Most larger sites setup a DNS entry with multiple addresses so that they
can automatically fail-over this mode of operation. As I look at the
code, this process works only if the list of addresses is stable (at least
until all of them have been tried once). Hence, that's why the list is
translated only once.
Three options exist: a) the easy one is to have an option (e.g. envar)
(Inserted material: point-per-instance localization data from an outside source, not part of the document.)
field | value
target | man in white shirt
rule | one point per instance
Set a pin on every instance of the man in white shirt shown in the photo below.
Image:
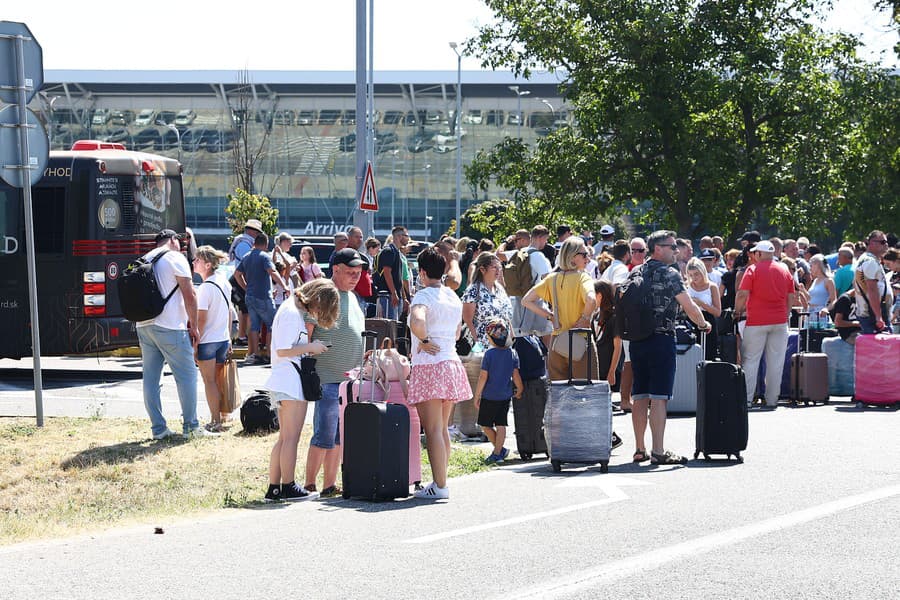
(170, 338)
(617, 272)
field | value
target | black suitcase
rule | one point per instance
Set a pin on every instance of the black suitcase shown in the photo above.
(376, 451)
(722, 422)
(528, 414)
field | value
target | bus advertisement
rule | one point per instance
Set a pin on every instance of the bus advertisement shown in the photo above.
(96, 209)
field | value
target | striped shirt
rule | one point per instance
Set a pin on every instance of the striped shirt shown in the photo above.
(345, 338)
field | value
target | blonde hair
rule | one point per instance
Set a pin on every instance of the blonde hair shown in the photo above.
(320, 298)
(572, 246)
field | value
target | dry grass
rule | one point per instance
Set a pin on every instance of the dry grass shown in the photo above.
(77, 475)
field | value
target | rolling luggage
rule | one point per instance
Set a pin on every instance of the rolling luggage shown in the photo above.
(375, 435)
(877, 364)
(809, 377)
(722, 423)
(578, 418)
(684, 394)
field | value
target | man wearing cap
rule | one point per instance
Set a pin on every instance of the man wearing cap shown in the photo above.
(345, 349)
(170, 338)
(255, 275)
(765, 295)
(607, 233)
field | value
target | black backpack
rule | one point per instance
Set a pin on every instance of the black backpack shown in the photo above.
(139, 294)
(258, 414)
(635, 317)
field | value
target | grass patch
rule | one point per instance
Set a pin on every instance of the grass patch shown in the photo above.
(85, 474)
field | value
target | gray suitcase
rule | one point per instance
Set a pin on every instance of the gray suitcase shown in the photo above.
(578, 419)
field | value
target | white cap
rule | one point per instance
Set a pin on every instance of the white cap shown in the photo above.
(763, 246)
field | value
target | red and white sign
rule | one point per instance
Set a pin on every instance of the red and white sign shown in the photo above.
(369, 199)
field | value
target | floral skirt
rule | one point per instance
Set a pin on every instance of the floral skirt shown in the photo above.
(445, 380)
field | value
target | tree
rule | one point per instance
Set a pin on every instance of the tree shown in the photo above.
(712, 113)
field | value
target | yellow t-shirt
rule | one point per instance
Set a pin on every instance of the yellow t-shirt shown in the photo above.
(571, 289)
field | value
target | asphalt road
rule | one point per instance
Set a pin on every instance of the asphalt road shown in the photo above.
(813, 512)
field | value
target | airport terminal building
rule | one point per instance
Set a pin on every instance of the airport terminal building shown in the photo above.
(301, 125)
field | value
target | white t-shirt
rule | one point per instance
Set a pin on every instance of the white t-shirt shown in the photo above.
(288, 330)
(171, 265)
(616, 272)
(444, 315)
(218, 313)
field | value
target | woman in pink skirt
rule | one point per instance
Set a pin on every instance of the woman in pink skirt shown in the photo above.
(437, 379)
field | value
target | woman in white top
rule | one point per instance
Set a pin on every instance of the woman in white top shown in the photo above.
(437, 379)
(705, 295)
(289, 344)
(214, 324)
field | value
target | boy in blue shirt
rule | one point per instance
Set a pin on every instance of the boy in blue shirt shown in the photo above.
(494, 391)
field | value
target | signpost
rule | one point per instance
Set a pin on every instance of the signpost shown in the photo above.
(22, 160)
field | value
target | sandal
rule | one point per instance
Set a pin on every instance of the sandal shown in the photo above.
(667, 458)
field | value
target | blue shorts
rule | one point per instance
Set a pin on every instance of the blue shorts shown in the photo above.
(326, 434)
(653, 367)
(211, 350)
(261, 310)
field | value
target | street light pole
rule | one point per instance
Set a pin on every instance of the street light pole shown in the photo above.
(458, 134)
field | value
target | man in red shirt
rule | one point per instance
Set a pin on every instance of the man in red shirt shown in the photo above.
(765, 296)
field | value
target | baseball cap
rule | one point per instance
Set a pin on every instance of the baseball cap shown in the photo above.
(349, 257)
(166, 234)
(763, 246)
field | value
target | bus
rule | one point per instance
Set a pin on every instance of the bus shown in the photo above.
(96, 208)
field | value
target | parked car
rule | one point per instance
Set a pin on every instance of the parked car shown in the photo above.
(185, 117)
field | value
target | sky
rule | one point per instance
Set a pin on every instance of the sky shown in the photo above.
(299, 35)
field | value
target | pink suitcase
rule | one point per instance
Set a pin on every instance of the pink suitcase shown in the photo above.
(877, 365)
(396, 395)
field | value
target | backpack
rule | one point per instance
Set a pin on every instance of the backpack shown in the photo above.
(139, 294)
(635, 317)
(517, 273)
(257, 413)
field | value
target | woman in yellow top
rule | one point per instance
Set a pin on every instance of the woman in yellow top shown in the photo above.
(575, 293)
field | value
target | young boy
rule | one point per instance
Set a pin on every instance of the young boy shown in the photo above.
(499, 370)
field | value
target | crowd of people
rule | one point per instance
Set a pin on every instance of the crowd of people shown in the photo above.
(492, 294)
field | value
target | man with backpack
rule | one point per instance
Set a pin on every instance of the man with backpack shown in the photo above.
(170, 337)
(646, 312)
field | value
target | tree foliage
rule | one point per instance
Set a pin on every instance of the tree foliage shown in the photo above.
(710, 114)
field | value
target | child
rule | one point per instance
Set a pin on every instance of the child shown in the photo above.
(499, 370)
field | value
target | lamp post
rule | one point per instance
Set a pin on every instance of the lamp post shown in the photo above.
(458, 134)
(515, 90)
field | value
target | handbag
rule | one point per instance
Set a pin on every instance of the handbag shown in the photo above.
(560, 344)
(231, 398)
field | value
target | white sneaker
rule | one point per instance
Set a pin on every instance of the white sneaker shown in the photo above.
(433, 492)
(165, 434)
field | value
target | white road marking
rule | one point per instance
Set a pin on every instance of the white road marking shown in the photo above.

control the behaviour with old behaviour being the default, b) only
retranslated the list after all entries have been tried (I think this is
much harder), and c) retranslate only if the DNS call returned a single
entry (don't know if this is really what you are after but it's the
safest).
I still don't quite understand how retranslating the DNS will allow you to
be more fault tolerant unless the DNS knows to return an address that is
working when the one it has is not working. Hint?
Andy
On Wed, 8 Jun 2011, Andreas-Joachim Peters wrote:
> Hi,
> I have the following request to change some basic behaviour of the xrootd
> client code.
>
> Currently when an XrdClient::Open was issued or XrdClientAdmin::Connect any
> DNS alias is only resolved once in the beginning and then stays forever as
> target in the loop which honours the settings for retry/reconnect etc.
>
> Andy ... are there any objections to change this behaviour and to resolve
> the alias again before each retry? I would need that behavour to have an
> active/passive failover via DNS alias configured.
>
> The code change is trivial (two lines inserted).
>
> Cheers Andreas.
>
|